Après un hold-up sanglant, trois voyous menés par le sociopathe Robert Duvall qui tue comme il respire, prennent la fuite et se réfugient chez Sylvia Sidney, la tante de Duvall qu’il n’a pas vue depuis vingt ans. Les flics repèrent rapidement les fugitifs et assiègent l’immeuble. Mais dans l’appartement, c’est un vrai psychodrame qui a lieu. La tante se rend compte que son neveu a toujours fantasmé sur sa prétendue richesse et qu’il a façonné sa personnalité sur un malentendu et une adoration pour un « oncle riche » qui était en fait un individu méprisable, d’une avarice maladive. Progressivement, le monde va s’écrouler sous les pieds du malfrat. C’est un bonheur que de voir face-à-face deux énormes pointures comme la grande Mme Sidney, dont le visage expressif et douloureux est très bien mis en valeur par la photo et Duvall, absolument saisissant dans un rôle complexe et pathétique de bête sauvage à l’âme d’enfant. Leurs scènes ensemble dégagent une véritable électricité. Parmi les autres ‘guests’, on aperçoit un Ed Asner tout mince en flic mâchouillant des allumettes. Basé sur la psychologie de ses personnages, parsemé de flash-backs oniriques sur l’enfance du tueur, l’épisode n’en demeure pas moins très soigné dans une mise-en-scène qui renvoie par moments au néoréalisme italien. Et la fin de Duvall, criblé de balles sur le toit de l’immeuble en vidant le chargeur de sa mitraillette, rappelle certains classiques du film de gangster de la Warner.

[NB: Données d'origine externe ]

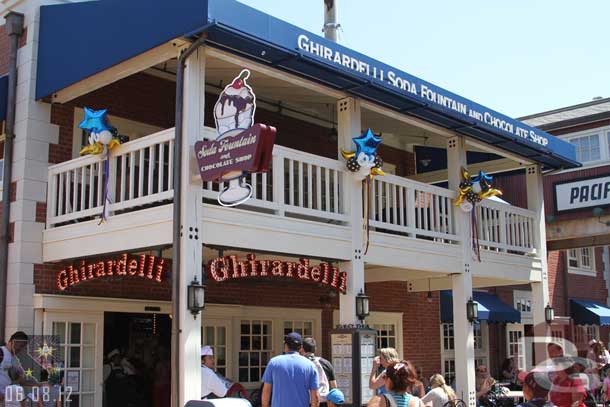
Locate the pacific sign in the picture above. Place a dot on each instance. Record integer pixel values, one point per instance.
(229, 268)
(581, 194)
(143, 266)
(427, 93)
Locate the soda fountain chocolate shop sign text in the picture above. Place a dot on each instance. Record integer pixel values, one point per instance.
(229, 268)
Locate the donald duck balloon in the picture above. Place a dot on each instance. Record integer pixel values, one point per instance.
(101, 137)
(473, 190)
(364, 162)
(101, 140)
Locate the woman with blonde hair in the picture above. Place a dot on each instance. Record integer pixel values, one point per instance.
(377, 379)
(440, 393)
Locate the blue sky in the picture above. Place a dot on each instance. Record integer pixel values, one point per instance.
(518, 57)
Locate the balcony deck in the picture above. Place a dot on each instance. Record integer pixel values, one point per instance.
(299, 207)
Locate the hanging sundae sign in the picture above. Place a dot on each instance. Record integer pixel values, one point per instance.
(241, 147)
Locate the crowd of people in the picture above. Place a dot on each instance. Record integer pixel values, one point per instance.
(564, 381)
(137, 378)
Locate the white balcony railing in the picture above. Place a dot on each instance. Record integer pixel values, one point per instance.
(505, 228)
(412, 208)
(299, 185)
(139, 174)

Un des meilleurs épisodes de cette belle et méconnue série policière.
« L’IRLANDAIS » (2011)
Écrit et réalisé par John Michel McDonagh, « L’IRLANDAIS » (à ne pas confondre avec « A PRAYER FOR THE DYING » de Mike Hodges qui porte le même titre français), est une sorte de mélange des séries TV au réalisme glauque façon « WALLANDER » et de pastiche déjanté à la « HOT FUZZ ».

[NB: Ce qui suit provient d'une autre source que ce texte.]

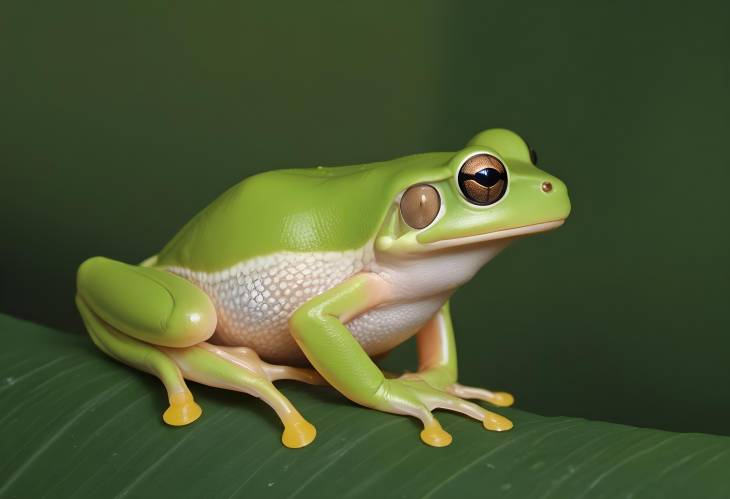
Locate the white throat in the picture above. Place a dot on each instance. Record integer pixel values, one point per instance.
(416, 276)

Si l’intrigue en elle-même est des plus plan-plan et se focalise sur le démantèlement d’un gang de narcotrafiquants par un flic irlandais de terrain et un homme du FBI, c’est la façon de raconter qui fait la différence. En fait, l’intérêt du film est le portrait de ce policier déconcertant, excentrique et intrigant, dont on ne sait pas très bien s’il est vraiment un gros « plouc » raciste et indélicat ou s’il joue un numéro. À ce petit jeu, le monumental Brendan Gleeson est plus qu’à l’aise et justifie à lui seul l’existence du film. Sa relation avec le ‘yank’ Don Cheadle est amusante et originale et ses scènes avec Fionnula Flanagan jouant sa mère rongée par le cancer sont touchantes et sensibles. Toutes ces qualités n’empêchent pas le film d’être longuet et pas toujours très palpitant, mais il possède indéniablement une « petite musique » bien à lui, un talent pour dessiner des personnages secondaires déroutants comme ce petit garçon qui rappelle David Bennent dans « LE TAMBOUR » ou Mark Strong en tueur impassible au sadisme placide. Le « climax » nocturne où notre antihéros en surpoids se métamorphose subitement en terminator héroïque est assez efficace, tout comme la fin ouverte assez bien amenée. « L’IRLANDAIS » n’a rien d’indispensable, mais le fan de Brendan Gleeson sera à la fête.